Una vez situados en el contexto histórico y el contenido de cultura popular de las barracas de pescadores y los grupos que posteriormente las utilizaron como lugar de encuentro, resultaba de toda lógica que la Fundación Ernest Morató, dedicada al estudio y la divulgación de las habaneras y cantos de taberna, fijase su atención en estas construcciones por su papel, como he dicho, de relicario. Lo ha hecho de modo sorprendente, por la amplitud del resultado, de una calidad de investigación e interpretación por encima de muchos tratados intrascendentes o soporíferos de la cultura digamos académica.
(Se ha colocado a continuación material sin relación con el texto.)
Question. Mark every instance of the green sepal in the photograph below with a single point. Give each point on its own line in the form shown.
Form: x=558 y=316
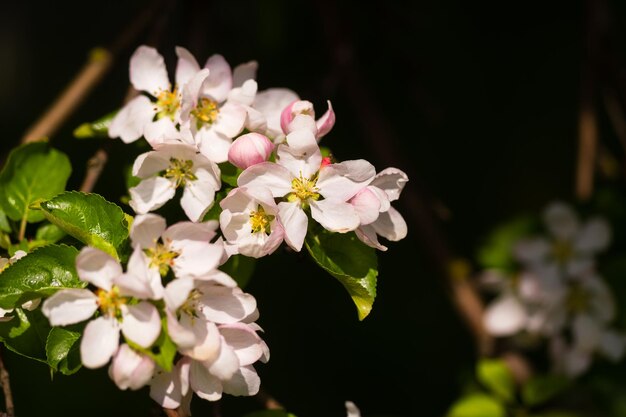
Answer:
x=353 y=263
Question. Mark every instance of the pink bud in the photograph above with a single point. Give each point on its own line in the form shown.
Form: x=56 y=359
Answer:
x=250 y=149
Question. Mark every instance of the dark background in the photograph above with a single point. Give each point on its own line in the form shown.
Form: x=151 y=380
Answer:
x=477 y=101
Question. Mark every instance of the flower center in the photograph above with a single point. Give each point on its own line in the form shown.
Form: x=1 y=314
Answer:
x=303 y=189
x=161 y=257
x=180 y=171
x=562 y=251
x=111 y=301
x=168 y=103
x=578 y=299
x=260 y=221
x=206 y=112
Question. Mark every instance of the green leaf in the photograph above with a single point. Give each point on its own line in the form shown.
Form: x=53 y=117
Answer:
x=229 y=173
x=240 y=268
x=162 y=352
x=495 y=375
x=39 y=274
x=4 y=222
x=497 y=250
x=61 y=350
x=350 y=261
x=270 y=413
x=33 y=172
x=542 y=388
x=31 y=342
x=477 y=405
x=97 y=129
x=89 y=218
x=50 y=233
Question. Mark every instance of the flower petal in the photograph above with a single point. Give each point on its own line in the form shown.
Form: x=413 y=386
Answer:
x=295 y=223
x=148 y=72
x=131 y=120
x=100 y=341
x=69 y=306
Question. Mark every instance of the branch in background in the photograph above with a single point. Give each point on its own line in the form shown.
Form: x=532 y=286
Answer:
x=6 y=389
x=99 y=62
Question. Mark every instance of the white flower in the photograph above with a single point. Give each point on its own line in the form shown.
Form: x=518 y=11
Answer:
x=571 y=245
x=184 y=247
x=154 y=116
x=377 y=217
x=300 y=177
x=139 y=322
x=300 y=114
x=250 y=223
x=171 y=166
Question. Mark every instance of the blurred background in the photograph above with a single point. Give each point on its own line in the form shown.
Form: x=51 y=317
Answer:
x=478 y=102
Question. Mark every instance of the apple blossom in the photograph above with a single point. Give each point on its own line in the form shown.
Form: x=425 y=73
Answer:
x=300 y=114
x=172 y=166
x=250 y=222
x=299 y=178
x=138 y=322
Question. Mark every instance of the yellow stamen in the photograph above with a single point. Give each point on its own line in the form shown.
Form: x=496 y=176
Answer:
x=260 y=221
x=180 y=171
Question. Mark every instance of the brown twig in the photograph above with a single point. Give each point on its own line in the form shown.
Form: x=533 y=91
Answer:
x=6 y=389
x=99 y=62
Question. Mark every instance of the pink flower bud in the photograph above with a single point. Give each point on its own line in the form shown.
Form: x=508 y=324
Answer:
x=250 y=149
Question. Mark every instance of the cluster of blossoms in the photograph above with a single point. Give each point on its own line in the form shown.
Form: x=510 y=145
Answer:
x=171 y=290
x=558 y=294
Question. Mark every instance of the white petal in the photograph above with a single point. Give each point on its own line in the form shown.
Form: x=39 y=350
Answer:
x=142 y=324
x=226 y=364
x=100 y=341
x=505 y=316
x=561 y=220
x=295 y=223
x=186 y=67
x=205 y=385
x=342 y=181
x=97 y=267
x=130 y=369
x=245 y=382
x=69 y=306
x=220 y=80
x=129 y=123
x=146 y=230
x=391 y=225
x=198 y=196
x=271 y=103
x=392 y=181
x=244 y=340
x=336 y=216
x=225 y=305
x=266 y=174
x=230 y=120
x=151 y=194
x=244 y=72
x=147 y=71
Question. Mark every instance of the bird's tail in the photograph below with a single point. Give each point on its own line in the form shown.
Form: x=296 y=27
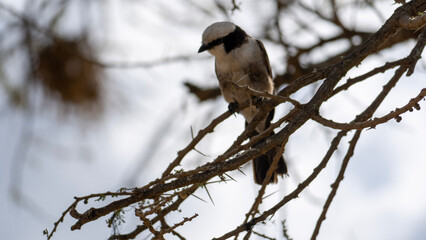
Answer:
x=262 y=163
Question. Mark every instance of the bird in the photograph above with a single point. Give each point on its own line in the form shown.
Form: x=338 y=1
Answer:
x=241 y=59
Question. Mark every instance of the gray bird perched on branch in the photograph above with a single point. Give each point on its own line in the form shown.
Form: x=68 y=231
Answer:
x=242 y=60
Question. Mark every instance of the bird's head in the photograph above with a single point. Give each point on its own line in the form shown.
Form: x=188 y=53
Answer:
x=222 y=37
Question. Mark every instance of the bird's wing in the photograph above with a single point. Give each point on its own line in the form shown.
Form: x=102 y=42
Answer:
x=265 y=57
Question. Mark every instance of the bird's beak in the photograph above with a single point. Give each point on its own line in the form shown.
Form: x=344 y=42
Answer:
x=203 y=48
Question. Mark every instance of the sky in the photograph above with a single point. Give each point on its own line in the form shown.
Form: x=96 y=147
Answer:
x=149 y=117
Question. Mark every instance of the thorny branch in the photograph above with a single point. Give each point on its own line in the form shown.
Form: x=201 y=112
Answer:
x=164 y=195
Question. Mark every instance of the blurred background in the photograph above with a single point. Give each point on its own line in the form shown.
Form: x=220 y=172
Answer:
x=98 y=95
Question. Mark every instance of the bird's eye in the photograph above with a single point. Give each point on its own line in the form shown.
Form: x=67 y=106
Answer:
x=216 y=42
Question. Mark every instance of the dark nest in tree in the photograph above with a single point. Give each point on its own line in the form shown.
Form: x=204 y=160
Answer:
x=68 y=76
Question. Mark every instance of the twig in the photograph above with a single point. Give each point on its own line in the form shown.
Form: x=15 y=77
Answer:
x=335 y=185
x=413 y=103
x=412 y=23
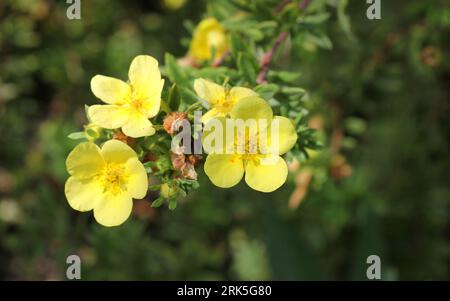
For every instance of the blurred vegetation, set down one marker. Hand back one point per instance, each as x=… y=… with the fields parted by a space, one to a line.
x=379 y=95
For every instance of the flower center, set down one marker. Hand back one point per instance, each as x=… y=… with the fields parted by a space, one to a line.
x=247 y=148
x=225 y=104
x=113 y=178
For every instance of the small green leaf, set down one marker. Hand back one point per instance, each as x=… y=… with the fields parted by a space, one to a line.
x=173 y=70
x=77 y=135
x=266 y=91
x=174 y=97
x=172 y=204
x=247 y=66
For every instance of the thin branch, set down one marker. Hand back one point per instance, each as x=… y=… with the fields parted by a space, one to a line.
x=221 y=59
x=281 y=6
x=267 y=57
x=304 y=4
x=265 y=63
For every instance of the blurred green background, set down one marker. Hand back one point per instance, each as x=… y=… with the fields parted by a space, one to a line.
x=381 y=186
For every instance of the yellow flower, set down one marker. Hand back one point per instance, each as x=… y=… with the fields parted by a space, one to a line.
x=208 y=34
x=129 y=106
x=221 y=101
x=263 y=167
x=105 y=180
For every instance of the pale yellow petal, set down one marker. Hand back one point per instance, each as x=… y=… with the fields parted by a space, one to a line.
x=266 y=177
x=251 y=107
x=137 y=184
x=224 y=170
x=85 y=160
x=110 y=90
x=237 y=93
x=287 y=135
x=113 y=210
x=117 y=151
x=213 y=113
x=209 y=91
x=82 y=194
x=138 y=126
x=218 y=136
x=145 y=76
x=108 y=116
x=152 y=104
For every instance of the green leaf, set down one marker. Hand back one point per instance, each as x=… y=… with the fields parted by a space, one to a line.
x=266 y=91
x=321 y=40
x=77 y=135
x=174 y=97
x=315 y=19
x=172 y=204
x=293 y=91
x=344 y=20
x=285 y=76
x=173 y=70
x=247 y=66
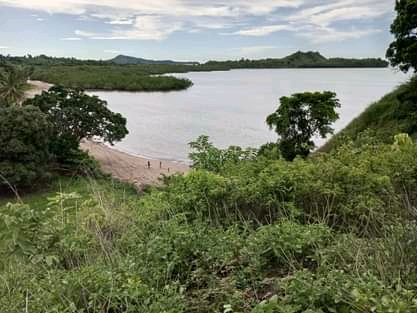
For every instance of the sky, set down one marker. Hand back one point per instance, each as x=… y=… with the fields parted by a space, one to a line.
x=195 y=30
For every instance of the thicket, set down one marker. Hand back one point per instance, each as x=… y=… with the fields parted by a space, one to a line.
x=109 y=77
x=394 y=113
x=41 y=137
x=332 y=233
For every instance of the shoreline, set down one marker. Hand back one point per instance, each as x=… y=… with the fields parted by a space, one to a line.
x=131 y=168
x=127 y=167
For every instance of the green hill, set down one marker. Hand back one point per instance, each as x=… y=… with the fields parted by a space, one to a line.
x=395 y=113
x=124 y=60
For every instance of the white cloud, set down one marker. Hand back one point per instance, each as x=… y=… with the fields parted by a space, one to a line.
x=144 y=28
x=253 y=50
x=325 y=14
x=157 y=19
x=158 y=7
x=71 y=39
x=327 y=34
x=262 y=30
x=117 y=52
x=120 y=22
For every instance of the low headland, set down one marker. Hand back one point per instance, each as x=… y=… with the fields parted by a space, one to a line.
x=125 y=73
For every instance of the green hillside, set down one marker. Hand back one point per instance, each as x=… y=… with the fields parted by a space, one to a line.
x=395 y=113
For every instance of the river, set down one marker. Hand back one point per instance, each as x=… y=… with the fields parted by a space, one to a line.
x=231 y=106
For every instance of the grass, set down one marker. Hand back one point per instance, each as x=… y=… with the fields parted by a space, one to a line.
x=394 y=113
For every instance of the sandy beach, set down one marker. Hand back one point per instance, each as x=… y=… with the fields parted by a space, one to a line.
x=131 y=168
x=37 y=88
x=123 y=166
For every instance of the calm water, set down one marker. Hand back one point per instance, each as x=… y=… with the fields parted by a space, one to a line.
x=231 y=107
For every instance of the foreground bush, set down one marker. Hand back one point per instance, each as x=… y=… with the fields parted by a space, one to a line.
x=24 y=146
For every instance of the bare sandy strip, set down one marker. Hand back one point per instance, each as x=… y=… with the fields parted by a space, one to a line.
x=37 y=88
x=131 y=168
x=123 y=166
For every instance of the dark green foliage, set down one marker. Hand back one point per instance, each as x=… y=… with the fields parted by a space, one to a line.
x=25 y=134
x=76 y=115
x=402 y=52
x=270 y=151
x=205 y=155
x=109 y=77
x=332 y=233
x=13 y=83
x=394 y=113
x=299 y=118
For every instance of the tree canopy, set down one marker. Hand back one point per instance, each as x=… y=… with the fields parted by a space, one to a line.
x=24 y=145
x=299 y=118
x=77 y=115
x=402 y=52
x=13 y=83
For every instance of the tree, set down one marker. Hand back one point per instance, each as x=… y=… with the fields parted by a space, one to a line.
x=402 y=52
x=25 y=133
x=206 y=156
x=299 y=118
x=13 y=82
x=76 y=115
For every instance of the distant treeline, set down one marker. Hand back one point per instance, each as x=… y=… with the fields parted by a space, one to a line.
x=107 y=75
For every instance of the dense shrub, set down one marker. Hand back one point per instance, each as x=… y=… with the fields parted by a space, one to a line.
x=25 y=135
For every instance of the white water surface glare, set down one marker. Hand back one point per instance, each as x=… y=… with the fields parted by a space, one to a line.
x=231 y=106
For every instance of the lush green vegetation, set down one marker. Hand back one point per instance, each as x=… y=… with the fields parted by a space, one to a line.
x=40 y=137
x=394 y=113
x=244 y=231
x=108 y=77
x=300 y=117
x=402 y=52
x=333 y=233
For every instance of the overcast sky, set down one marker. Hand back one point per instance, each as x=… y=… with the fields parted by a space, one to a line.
x=195 y=29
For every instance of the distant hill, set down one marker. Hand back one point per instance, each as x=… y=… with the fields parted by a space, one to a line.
x=125 y=60
x=305 y=57
x=298 y=59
Describe 80 barracas actualmente existentes en uno u otro estado, de Port Bou hasta Blanes. Las barracas de viña o de pastor y las construcciones de piedra seca ya habían sido estudiadas, pero no de la misma forma las de la costa. Además, el libro se acompaña con una valiosa grabación inédita de una cantada de taberna, registrada en 1945 en el inolvidable Can Patxei de Tamariu con el mítico terceto de Abelardo Niño Hermoso, integrado por los cantores palafrugellenses Abelard Rodríguez, Joan Deulofeu (llamado es Ninyo) y Josep Puig, el Hermós, hijo de Sebastià Puig, el Hermós de las páginas de Josep Pla.
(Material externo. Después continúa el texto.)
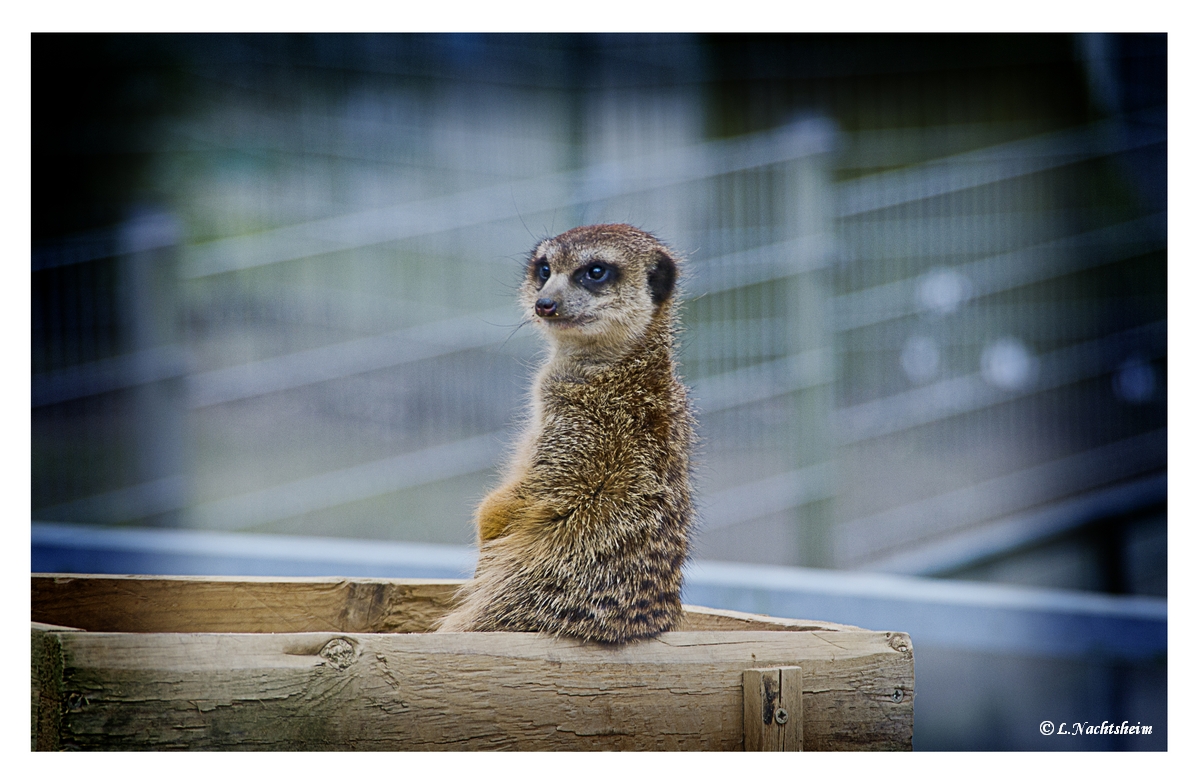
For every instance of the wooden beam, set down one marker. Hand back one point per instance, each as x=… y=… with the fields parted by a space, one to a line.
x=773 y=709
x=466 y=691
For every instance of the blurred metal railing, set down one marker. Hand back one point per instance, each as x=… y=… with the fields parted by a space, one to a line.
x=777 y=314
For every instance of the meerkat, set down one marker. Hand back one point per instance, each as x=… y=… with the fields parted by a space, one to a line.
x=588 y=533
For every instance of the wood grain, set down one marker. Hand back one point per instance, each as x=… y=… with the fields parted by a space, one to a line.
x=773 y=709
x=235 y=664
x=469 y=691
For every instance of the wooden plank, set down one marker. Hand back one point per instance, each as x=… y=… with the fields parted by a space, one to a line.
x=471 y=691
x=46 y=689
x=184 y=604
x=773 y=709
x=791 y=688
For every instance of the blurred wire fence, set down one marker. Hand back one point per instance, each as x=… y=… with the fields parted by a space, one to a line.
x=921 y=368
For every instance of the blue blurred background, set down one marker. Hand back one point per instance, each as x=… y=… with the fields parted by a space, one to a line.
x=274 y=326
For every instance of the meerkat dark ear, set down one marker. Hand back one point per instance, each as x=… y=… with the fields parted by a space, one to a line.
x=661 y=278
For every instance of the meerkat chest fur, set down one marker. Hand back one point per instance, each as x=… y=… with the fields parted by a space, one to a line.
x=588 y=533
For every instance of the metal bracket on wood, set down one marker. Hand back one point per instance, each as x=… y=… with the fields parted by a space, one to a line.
x=773 y=709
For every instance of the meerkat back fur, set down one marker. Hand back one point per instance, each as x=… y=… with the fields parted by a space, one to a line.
x=588 y=533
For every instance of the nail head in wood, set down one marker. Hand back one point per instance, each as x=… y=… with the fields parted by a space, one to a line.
x=773 y=709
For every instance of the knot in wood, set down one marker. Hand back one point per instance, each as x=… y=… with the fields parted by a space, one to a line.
x=337 y=653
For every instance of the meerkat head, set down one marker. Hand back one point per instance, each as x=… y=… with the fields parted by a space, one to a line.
x=598 y=287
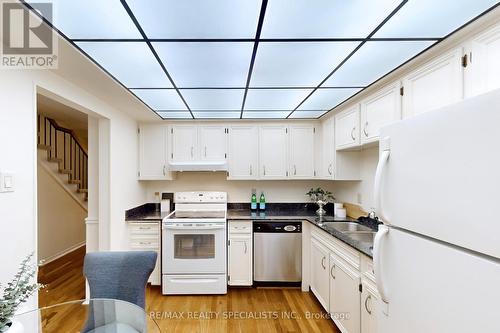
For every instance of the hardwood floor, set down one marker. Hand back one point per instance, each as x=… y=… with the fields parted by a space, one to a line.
x=241 y=310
El libro constituye una muestra brillante, vibrante e irrebatible de lo que la Fundación Ernest Morató podría seguir realizando si dispusiera de los medios necesarios para contratar a jóvenes documentalistas como Jordi Turró, quien trabajó en ella de 2003 a 2008 y que posiblemente seguiría haciéndolo si esos medios existieran. No podemos olvidar que la actual proyección nacional de las habaneras estalló inesperadamente en 1966 precisamente a raíz de la presentación de otro libro, Calella de Palafrugell i les havaneres, de Ernest Morató, Frederic Sirés y Joan Pericot, con la colaboración de Francesc Alsius y Frederic Martí. Las presentaciones de libros de esta temática a veces llevan pólvora histórica y me gustaría que este sirviera también para que la Fundación Ernest Morató reciba los medios para una supervivencia activa.
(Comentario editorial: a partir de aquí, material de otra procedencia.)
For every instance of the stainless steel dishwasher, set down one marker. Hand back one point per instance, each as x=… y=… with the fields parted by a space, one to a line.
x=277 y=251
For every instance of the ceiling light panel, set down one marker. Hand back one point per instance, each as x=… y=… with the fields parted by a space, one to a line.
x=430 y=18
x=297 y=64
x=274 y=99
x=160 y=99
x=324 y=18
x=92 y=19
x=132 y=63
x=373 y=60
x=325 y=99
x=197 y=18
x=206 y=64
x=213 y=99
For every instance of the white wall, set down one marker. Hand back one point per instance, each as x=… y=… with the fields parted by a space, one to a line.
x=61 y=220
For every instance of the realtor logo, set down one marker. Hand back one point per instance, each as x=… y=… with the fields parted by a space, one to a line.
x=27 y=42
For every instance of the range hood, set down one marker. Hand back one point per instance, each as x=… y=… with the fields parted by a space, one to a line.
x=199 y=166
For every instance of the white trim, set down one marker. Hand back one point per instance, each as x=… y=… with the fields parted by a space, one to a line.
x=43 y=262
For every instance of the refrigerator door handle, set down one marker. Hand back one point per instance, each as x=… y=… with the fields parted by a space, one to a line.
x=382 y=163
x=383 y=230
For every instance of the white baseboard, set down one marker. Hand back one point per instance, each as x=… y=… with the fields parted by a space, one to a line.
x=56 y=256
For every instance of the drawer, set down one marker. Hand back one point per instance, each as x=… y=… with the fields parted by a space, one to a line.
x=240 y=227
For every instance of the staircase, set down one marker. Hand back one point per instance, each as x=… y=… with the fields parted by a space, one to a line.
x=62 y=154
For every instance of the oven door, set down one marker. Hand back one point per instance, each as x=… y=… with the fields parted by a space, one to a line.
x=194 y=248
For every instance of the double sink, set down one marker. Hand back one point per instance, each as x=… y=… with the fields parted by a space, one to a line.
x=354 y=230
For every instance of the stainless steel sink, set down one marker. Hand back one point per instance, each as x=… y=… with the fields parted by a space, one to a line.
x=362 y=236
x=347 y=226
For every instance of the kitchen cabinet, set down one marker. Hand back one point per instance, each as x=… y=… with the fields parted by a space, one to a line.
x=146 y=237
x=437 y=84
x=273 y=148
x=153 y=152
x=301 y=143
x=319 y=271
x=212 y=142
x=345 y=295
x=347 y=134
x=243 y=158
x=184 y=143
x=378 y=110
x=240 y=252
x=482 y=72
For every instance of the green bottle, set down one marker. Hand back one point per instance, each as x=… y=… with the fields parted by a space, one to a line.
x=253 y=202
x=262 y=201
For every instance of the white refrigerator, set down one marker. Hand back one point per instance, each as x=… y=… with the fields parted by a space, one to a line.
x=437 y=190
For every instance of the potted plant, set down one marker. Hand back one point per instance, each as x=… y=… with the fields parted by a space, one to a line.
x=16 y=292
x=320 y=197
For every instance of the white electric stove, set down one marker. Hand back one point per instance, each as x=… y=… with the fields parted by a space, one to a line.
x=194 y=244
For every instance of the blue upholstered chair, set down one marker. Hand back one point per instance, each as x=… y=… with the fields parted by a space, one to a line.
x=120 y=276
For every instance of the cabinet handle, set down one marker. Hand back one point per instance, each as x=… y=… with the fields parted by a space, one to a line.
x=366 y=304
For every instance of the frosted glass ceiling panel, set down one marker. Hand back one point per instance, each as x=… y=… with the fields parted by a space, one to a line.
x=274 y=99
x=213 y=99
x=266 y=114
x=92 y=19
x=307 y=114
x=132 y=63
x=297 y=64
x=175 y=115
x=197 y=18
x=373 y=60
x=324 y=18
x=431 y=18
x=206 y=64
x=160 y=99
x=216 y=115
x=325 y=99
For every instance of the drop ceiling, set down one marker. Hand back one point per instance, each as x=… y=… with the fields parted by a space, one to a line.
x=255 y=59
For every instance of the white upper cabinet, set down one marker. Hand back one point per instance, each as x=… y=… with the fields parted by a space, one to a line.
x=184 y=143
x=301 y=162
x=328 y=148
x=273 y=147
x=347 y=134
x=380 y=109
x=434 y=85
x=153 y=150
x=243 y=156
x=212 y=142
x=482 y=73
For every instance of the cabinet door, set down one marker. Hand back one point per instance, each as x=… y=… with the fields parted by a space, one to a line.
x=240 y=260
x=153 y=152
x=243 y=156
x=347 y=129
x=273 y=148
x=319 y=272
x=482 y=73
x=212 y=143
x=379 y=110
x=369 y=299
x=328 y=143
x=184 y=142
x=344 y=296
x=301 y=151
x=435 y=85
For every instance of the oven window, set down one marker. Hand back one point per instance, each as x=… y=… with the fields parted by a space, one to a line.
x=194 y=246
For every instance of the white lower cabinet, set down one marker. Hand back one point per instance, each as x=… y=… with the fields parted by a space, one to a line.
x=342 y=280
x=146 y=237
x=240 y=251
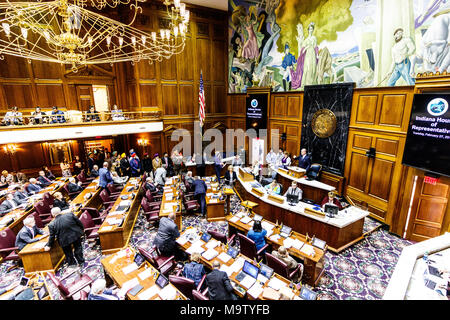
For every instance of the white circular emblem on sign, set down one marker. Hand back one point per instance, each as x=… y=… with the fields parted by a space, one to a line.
x=437 y=107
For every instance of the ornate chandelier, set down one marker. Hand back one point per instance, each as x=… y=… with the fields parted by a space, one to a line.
x=64 y=31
Una de las páginas que me ha interesado más del libro es la de los créditos, una página “técnica” que los lectores suelen pasar por alto. Sin embargo esta vez contiene –casi escondida entre líneas-- una de las frases más hermosas. Es la última de todas, dentro de la letra pequeña, en el capítulo de agradecimientos. Tras enumerar una lista de personas y entidades, entre las que Jordi Turró tiene la amabilidad de hacerme constar, el autor acaba por decir tímidamente, en la última línea, en el último suspiro de los agradecimientos: “Y especialmente a María, por compartir las caminatas y colaborar en la redacción, porque solo ella ha conocido el significado del tiempo”.
¡Es una frase digna de Marcel Proust! Debemos agradecer a Jordi Turró –y también a María-- que con este libro tan trabajado nos hayan dado a conocer precisamente el significado del tiempo, que no es poco.